Sering kalau sudah masuk ke tahun politik itu pasti banyak sekali yang memanas-manasi. Ada fitnah, ada kabar bohong, saling mencela, saling menjelekkan. Jangan terpengaruh oleh hal-hal yang seperti itu. Itu pintarnya orang-orang politik, bagaimana mempengaruhi. Cek betul, dicek betul, kalau ada informasi benar atau enggak benar, dicek. Karena banyak informasi, contoh mengenai saya saja, Presiden Jokowi itu PKI. Coba, banyak itu di media sosial seperti itu. Ada yang percaya. Ada yang percaya, padahal PKI itu dibubarkan tahun 1965, saya lahir tahun 1961. Coba, saya masih balita sudah PKI. Coba, ada yang percaya. Hal-hal seperti ini yang harus betul-betul kita cek benar kalau ada kabar itu benar enggak sich? Ini kabar bohong atau kabar fitnah atau kabar benar? Jangan gampang termakan oleh hal-hal yang berbau fitnah, mencela, mencemooh, menjelekkan. Itu bukan etika agama kita, bukan nilai-nilai agama yang kita anut. Etika, nilai-nilai ke-Indonesia-an kita adalah nilai-nilai yang penuh dengan kesantuan, penuh dengan keramahtamahan, penuh dengan kelemahlembutan. Itulah kenapa kita dikenal sebagai bangsa yang ramah.

Bapak-Ibu ada yang maju enggak? Tapi enggak dapat sepeda. Karena mulai kemarin, kita sudah enggak boleh lagi bagi sepeda. Senangnya Bapak-Ibu kan diberi sepeda kan? Nah sekarang enggak boleh. Jadi karena enggak boleh, ya enggak ada yang maju lagi. Enggak ada yang boleh maju.

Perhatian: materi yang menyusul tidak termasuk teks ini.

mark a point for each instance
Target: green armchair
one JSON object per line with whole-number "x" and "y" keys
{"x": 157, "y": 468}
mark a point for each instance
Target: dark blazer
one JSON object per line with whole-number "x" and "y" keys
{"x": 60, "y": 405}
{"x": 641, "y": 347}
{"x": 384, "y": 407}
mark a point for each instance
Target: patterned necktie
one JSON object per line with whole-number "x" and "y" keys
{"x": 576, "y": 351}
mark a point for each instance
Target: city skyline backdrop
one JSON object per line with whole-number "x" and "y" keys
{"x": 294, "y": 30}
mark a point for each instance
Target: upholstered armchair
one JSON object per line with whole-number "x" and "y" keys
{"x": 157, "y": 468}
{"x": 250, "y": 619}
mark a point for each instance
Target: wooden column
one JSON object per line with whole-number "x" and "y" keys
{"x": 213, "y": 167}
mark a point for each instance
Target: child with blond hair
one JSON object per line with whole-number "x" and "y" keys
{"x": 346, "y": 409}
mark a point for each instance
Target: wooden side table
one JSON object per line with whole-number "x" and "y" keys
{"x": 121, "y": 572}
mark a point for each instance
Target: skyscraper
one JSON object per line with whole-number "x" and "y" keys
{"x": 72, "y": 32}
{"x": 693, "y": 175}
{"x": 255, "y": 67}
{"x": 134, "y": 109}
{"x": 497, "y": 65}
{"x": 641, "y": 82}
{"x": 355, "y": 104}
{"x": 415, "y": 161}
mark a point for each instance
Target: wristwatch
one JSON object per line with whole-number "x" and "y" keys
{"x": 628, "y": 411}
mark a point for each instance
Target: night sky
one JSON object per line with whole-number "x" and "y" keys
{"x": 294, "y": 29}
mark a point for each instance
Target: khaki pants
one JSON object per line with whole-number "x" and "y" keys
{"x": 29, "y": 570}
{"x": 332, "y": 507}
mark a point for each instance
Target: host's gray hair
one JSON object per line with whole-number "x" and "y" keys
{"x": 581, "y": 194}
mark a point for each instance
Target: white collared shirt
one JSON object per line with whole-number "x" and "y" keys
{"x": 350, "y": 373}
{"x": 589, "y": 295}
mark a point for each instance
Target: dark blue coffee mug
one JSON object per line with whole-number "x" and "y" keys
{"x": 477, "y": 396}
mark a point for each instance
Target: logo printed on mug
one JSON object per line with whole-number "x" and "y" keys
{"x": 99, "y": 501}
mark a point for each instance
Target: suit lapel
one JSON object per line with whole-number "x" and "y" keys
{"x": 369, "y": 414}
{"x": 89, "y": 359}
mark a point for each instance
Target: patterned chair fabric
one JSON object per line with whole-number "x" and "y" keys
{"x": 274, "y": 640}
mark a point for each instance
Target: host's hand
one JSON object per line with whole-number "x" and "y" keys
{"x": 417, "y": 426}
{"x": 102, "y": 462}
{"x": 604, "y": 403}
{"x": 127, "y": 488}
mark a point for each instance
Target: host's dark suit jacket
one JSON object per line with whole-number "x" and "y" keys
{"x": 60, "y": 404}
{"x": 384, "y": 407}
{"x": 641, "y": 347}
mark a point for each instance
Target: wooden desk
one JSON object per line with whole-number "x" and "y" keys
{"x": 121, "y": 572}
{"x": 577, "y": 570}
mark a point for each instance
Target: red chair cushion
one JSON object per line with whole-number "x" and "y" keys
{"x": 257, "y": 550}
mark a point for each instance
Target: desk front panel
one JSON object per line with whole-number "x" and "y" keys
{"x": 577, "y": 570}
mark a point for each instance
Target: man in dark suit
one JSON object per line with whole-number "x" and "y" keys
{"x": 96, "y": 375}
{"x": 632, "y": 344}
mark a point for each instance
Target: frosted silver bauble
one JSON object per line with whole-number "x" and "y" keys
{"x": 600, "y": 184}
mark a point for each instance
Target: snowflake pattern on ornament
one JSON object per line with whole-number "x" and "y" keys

Baiklah Bapak-Ibu sekalian yang saya hormati, saya rasa itu yang bisa saya sampaikan pada kesempatan yang baik ini. Sekali lagi gunakanlah sertifikat ini untuk hal-hal yang bisa menyejahterakan, memberikan kebaikan kepada keluarga Bapak-Ibu sekalian sehingga kita berharap sertifikat ini betul-betul bermanfaat bagi kita.

Saya tutup,
Terima kasih,
Wassalamu’alaikum warahmatullahi wabarakatuh.